Cookies and Christmas just seem to go together... Cookie swaps... baking cookies for Santa... or in the case of Blue Artichoke, baking 500 cookies in 3 days, or some craziness...
So I decided to share some cookie recipes that I like... First up are Chocolate Peppermint Cookies. I got this recipe from Blue Artichoke-- this is what I took to the cookie swap last year-- HUGE hit... I made them SO many times last year, I am pretty sure I STILL smell like peppermint. Anyway, these are TOPS on my holiday cookie list:
Chocolate Peppermint Cookies
1/2 cup butter, softened
1-1/2 cups firmly packed brown sugar
1/2 cup sugar2 large eggs
1-1/2 teaspoons vanilla extract
1/4 teaspoon mint extract
1-3/4 cups all-purpose flour
1 teaspoon baking soda
3/4 teaspoon salt
1/4 cup cocoa1 bag Andes Peppermint Crunch (*I also use the Creme de menthe chips)
Beat butter at medium speed with an electric mixer until creamy; gradually add sugars, beating well. Add eggs, 1 at a time, beating until blended after each addition. Stir in vanilla and mint extract.
Combine flour and next 3 ingredients; add to butter mixture, beating until blended.
Fold in peppermint crunch; drop dough by rounded tablespoonfuls, 3 inches apart, onto lightly greased baking sheets.
Bake at 350° for 12 to 14 minutes (do not overbake).

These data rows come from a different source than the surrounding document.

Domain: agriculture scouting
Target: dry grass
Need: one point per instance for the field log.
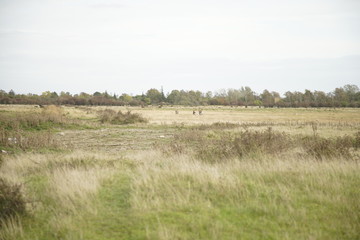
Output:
(298, 180)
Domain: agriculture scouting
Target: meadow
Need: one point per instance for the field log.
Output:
(148, 173)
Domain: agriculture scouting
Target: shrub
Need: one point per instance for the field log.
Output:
(113, 117)
(11, 200)
(213, 146)
(322, 148)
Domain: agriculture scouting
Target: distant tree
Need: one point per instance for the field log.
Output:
(154, 95)
(267, 99)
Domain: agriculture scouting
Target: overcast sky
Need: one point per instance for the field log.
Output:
(130, 46)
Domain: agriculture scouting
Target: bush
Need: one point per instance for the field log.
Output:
(322, 148)
(113, 117)
(11, 200)
(213, 146)
(49, 117)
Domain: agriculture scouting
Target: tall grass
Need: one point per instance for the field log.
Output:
(31, 130)
(219, 145)
(113, 117)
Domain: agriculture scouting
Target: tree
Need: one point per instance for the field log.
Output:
(154, 95)
(267, 99)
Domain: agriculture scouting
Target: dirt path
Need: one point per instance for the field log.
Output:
(114, 139)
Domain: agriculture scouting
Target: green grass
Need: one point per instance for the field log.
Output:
(131, 193)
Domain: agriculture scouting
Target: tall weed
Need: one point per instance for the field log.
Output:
(113, 117)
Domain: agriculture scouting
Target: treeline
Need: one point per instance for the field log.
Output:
(347, 96)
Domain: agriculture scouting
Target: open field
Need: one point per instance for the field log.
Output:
(230, 173)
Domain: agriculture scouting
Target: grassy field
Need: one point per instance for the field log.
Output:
(230, 173)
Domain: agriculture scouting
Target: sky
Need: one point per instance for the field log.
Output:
(130, 46)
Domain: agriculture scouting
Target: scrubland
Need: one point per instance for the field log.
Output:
(133, 173)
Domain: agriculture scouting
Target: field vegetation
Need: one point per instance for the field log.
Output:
(148, 173)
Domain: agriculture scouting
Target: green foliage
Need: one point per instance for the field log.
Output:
(12, 202)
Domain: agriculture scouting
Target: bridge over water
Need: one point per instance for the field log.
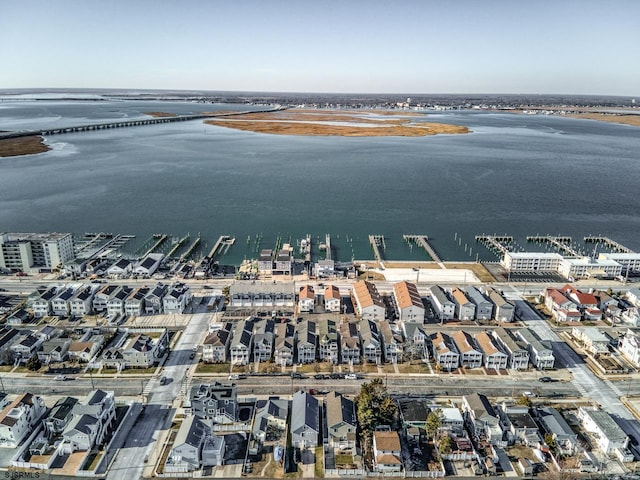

Transfer to wire racks to cool.
Yield: 2-1/2 dozen
Adapted from Southern Living, DECEMBER 1997
Next up-- well, I have never made these... but they look YUMMY! And I am thinking of making them for my cookie swap THIS year:
Peanut Butter Brownie Cookies-->
•1 (19.5 oz.) package Pillsbury® Classic Traditional Fudge Brownie
•1/4 cup butter or margarine, melted
•4 ounces cream cheese, softened
•1 large egg
•1 cup powdered sugar
•1 cup Jif® Creamy Peanut Butter
•1/2 can Pillsbury® Chocolate Fudge Frosting
1.HEAT oven to 350°F. Beat brownie mix, melted butter, cream cheese and egg in medium bowl 50 strokes with spoon until well blended (dough will be sticky).
2.DROP dough by rounded tablespoonfuls 2 inches apart onto ungreased cookie sheets to make 24 cookies; smooth edge of each to form round cookie.
3.MIX powdered sugar and peanut butter in small bowl with spoon until mixture forms a ball. With hands, roll rounded teaspoonfuls peanut butter mixture into 24 balls. Lightly press 1 ball into center of each ball of dough.
4.BAKE 10 to 14 minutes or until edges are set. Cool on cookie sheets at least 30 minutes.
5.SPREAD thin layer of frosting over peanut butter portion of each cooled cookie.
High Altitude (above 3500 ft.):
1.FLATTEN cookies slightly before baking. Bake at 350° F for 11 to 15 minutes.
Yield: 24 cookies
And finally... these are maybe not *technically* a cookie... but they are MADE from cookies... so close enough!
1 pkg. (1 lb. 2 oz.) OREO Cookies, finely crushed, divided
1 pkg. (8 oz.) PHILADELPHIA Cream Cheese, softened
2 pkg. (8 squares each) BAKER'S Semi-Sweet Chocolate, melted
MIX 3 cups of the cookie crumbs and the cream cheese until well blended. Shape into 42 (1-inch) balls.
DIP balls in melted chocolate; place on waxed paper-covered baking sheet. (Any leftover melted chocolate can be stored in tightly covered container at room temperature and saved for another use.) Sprinkle with remaining cookie crumbs.
REFRIGERATE 1 hour or until firm. Store any leftover truffles in tightly covered container in refrigerator.
These are SUPER easy... and everyone LOVES them...
So there you are-- some ideas... or inspiration... if I am out for snow tomorrow... I think I will make some cookies... COME ON SNOW!!